The college was founded in 1847 as the Academy of Mount Saint Vincent, a school for women. It took its name from Saint Vincent de Paul, the 17th-century French priest who worked with the poor and founded the original Sisters of Charity, and from the geographic high point along Fifth Avenue in Manhattan known as McGowan's Pass.

In 1911, the academy became a degree-granting institution and changed its name to the College of Mount Saint Vincent.

Campus buildings

Fonthill Castle
The castle housed the college library from 1942 to 1968. Fonthill once formed the architectural symbol of the college and housed the Office of Admissions and Financial Aid. It was listed on the National Register of Historic Places in 1980. Today, Fonthill is vacated due to damage it has suffered throughout the years.

The Villa
One of the original buildings on site, the Villa (or gardener's cottage) was built of ashlar, sometime prior to 1856 in mid-19th century "bracketed" style.
From 1887 to 1911 the "Stone Cottage" (originally called "Lourdes Villa") housed the St. Aloysius Academy for Boys. Many of the boys attending had sisters who were students at Mt. St. Vincent Academy.  Today the Villa, is the home for several members of Sisters of Charity of New York.

Founders Hall
Founders Hall was built between 1857 and 1859 and subsequently expanded in 1865, 1883, 1906–1908, and in 1951. The original building is a five-story red brick building on a fieldstone base. It features a six-story square tower topped by a copper lantern and spire. The tower is flanked by five story gabled sections.

The Administration Building was listed on National Registrar of Historic Places in 1980.

Today, The Administration Building has been renamed to "Founders Hall" in honor of all those who founded the college.

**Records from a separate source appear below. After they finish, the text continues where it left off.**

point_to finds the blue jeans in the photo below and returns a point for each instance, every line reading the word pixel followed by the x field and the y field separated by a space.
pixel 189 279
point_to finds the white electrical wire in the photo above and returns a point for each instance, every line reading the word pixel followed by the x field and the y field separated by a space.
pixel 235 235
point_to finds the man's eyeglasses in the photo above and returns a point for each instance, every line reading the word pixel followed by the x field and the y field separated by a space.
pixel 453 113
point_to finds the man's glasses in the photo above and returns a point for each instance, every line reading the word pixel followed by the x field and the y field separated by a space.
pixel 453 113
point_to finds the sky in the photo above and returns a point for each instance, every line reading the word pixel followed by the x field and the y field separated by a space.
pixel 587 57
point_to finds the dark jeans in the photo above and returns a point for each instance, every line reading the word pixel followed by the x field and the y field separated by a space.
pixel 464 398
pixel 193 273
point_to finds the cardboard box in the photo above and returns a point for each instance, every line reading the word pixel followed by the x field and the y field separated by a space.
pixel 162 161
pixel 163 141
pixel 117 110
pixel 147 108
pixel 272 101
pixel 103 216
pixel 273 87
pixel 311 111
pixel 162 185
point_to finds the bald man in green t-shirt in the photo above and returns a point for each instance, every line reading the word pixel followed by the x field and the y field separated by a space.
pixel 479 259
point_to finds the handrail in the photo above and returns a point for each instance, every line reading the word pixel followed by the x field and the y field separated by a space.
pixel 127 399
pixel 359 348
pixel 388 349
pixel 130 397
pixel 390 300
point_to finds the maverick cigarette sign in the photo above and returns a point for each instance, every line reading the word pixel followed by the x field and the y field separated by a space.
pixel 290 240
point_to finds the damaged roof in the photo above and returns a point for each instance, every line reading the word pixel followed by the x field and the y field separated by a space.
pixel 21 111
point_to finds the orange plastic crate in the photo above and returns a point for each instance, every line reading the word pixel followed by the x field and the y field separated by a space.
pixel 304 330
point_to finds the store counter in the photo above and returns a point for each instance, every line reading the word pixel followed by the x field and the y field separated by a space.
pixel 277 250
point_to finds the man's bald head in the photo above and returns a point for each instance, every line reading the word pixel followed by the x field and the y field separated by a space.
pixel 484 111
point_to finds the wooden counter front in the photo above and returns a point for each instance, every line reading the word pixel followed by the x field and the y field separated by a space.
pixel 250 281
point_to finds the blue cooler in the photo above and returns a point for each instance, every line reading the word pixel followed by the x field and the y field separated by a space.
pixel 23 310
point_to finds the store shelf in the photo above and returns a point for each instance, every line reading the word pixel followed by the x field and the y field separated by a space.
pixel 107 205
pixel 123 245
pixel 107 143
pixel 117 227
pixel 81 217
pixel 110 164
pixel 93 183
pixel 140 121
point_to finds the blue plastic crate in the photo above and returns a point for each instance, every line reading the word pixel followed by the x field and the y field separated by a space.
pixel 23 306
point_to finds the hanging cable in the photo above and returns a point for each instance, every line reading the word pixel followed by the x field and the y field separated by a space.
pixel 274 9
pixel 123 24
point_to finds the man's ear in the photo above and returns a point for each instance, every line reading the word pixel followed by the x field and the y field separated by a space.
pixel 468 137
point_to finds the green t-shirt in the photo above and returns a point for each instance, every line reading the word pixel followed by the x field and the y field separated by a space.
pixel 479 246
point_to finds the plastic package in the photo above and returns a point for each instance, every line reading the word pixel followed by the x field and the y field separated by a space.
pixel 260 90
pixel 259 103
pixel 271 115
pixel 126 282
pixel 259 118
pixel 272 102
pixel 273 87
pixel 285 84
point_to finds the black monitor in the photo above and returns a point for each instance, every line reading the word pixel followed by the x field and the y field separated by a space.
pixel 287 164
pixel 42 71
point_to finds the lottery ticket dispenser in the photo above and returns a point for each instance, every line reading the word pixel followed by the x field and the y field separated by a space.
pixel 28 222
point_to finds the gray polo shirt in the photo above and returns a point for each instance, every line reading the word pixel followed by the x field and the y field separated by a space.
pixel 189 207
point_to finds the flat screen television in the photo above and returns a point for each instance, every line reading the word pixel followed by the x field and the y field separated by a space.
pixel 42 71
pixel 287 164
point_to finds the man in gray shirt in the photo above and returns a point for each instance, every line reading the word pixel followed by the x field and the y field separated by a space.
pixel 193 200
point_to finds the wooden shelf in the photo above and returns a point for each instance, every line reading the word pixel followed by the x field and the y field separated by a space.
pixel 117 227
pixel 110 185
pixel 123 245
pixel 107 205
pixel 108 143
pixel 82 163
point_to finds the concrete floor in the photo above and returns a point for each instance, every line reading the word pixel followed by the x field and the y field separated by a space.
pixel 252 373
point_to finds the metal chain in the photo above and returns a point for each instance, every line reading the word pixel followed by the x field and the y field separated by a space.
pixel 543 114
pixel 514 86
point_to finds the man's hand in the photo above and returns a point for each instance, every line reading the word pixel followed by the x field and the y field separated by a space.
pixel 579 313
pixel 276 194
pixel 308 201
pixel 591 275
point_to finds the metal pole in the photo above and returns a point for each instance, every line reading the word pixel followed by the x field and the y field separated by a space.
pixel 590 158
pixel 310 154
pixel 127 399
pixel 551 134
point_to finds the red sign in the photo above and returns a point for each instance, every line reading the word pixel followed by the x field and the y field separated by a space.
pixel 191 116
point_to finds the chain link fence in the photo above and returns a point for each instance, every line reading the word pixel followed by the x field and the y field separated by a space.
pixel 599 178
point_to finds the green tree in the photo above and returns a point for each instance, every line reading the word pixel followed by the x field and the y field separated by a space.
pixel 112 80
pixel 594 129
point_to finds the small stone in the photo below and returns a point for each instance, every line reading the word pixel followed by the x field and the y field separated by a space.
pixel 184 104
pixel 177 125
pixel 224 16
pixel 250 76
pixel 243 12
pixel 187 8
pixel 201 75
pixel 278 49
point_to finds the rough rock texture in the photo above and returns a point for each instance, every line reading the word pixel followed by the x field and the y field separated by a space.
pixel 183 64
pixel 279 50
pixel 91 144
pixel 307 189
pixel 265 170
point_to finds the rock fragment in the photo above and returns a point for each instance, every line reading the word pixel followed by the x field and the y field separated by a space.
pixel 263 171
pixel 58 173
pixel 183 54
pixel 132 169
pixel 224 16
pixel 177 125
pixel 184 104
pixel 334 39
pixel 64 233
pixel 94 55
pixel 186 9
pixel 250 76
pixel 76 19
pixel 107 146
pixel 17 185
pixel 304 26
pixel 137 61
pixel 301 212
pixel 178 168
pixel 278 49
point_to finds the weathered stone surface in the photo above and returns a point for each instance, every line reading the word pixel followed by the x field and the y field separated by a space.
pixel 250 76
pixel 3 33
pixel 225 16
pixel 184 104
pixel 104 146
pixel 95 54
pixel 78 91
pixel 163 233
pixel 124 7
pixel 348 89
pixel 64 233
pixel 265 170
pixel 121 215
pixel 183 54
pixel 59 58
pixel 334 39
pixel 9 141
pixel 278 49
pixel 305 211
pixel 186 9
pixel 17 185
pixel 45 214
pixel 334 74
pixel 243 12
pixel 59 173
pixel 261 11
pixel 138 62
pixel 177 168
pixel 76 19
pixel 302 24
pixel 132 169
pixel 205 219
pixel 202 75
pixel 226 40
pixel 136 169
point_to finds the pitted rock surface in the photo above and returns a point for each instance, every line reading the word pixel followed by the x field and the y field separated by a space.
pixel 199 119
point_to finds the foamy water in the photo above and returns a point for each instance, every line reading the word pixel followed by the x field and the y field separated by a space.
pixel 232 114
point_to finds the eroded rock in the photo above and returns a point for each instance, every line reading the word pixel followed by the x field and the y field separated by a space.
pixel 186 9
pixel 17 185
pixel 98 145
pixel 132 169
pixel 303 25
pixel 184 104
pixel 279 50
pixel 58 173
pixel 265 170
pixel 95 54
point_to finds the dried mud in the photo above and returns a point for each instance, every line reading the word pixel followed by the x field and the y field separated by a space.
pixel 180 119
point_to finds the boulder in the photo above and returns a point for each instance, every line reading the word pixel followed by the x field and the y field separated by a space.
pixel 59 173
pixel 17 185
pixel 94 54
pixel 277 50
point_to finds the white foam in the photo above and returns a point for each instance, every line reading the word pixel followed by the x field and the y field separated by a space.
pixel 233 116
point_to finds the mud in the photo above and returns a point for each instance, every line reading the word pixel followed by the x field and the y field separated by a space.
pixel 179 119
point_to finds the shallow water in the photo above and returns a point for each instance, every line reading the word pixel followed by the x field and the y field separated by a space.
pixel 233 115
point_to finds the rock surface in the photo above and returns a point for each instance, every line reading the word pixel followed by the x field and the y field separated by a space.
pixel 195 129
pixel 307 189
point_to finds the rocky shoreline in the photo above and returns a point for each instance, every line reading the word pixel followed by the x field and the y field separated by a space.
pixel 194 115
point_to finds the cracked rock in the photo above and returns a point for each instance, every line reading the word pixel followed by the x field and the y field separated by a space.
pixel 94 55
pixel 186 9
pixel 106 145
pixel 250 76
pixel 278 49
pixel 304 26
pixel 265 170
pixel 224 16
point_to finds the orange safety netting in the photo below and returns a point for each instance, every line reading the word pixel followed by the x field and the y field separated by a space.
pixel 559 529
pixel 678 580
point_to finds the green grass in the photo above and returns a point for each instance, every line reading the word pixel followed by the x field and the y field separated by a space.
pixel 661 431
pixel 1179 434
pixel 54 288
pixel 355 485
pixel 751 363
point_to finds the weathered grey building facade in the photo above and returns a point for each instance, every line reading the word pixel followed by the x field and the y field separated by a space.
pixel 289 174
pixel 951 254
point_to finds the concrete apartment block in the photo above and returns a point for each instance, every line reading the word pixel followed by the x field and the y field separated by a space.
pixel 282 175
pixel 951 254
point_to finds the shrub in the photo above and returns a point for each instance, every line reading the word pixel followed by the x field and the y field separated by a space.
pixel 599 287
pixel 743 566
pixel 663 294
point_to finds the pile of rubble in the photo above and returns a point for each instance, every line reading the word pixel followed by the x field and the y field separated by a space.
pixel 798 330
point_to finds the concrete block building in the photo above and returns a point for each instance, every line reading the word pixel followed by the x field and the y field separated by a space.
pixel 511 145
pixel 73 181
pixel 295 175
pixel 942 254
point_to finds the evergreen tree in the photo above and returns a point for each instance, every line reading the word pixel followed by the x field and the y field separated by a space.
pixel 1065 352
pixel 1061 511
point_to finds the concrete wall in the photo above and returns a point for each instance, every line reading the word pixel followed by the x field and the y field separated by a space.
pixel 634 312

A fire started in half of Founders Hall in the summer of 2014 and the damage was restored later during the school year.

Maryvale
Maryvale was constructed in 1859; it originally served as a laundry. In 1906 the laundry moved to the newly constructed Rosary Hall and Maryvale housed science classes. In 1954, Science classes moved to the new science building and Maryvale became the Library Annex and Studio Annex. Today, it mainly houses the communications and fine arts departments. Maryvale features a radio studio and a TV studio. The radio shows streams live on livestream. The TV studio is where students film the school's news program, Mount Saint Vincent News.

Lourdes Grotto
In 1873 the Lourdes Grotto was built. It is now considered the oldest outdoor grotto still in existence in the United States. The grotto is situated on a little island in a small lake in an area at one time known as "Lourdes Park".

Le Gras Hall
In 1911, with the opening of a parochial school in Riverdale, Le Gras was remodeled to house the college gymnasium with an auditorium on the second floor. It also housed the commuter students' cafeteria. Today, Le Gras Hall is the headquarters for the Sisters of Charity of New York.

Rosary Hall
Today, several sisters from the Sisters of Charity of New York currently resided in Rosary Hall.

Grace Center

Peter Jay Sharp Athletic and Recreation Center
Opened in 2009, the Sharp Center offers 50,000 square feet of recreational space and houses the college's basketball courts, fitness center, and athletic offices. In 2016, the college placed solar panels on top of the roof of the Sharp Center.

Science Hall
In 2013, the college renovated the building making state of the art.

Elizabeth Seton Library
In 1968, the new Elizabeth Seton Library, or Seton Library, was opened. The library is named after Saint Elizabeth Seton, the first native-born American to be canonized. Elizabeth Seton founded the Sisters of Charity.

Corazon C. Aquino Hall

Opened in 2021, Aquino Hall serves as a residence hall and also houses the Mount's Nursing Program and Physician Assistant Program.

Residence halls
 The corner stone of the Italian Renaissance-style Seton Hall was set by John Cardinal Farley in November 1911.
 In 1962, the cornerstone was laid for Spellman Hall.
 The cornerstone was laid for the Alumnae Hall in 1965.
 Matronardi Hall was built in 2007 and houses over 190 students.

Academics
CMSV is registered by the New York State Education Department, Office of Higher Education, in Albany, New York, and is independently chartered to grant degrees by the Regents of the State of New York.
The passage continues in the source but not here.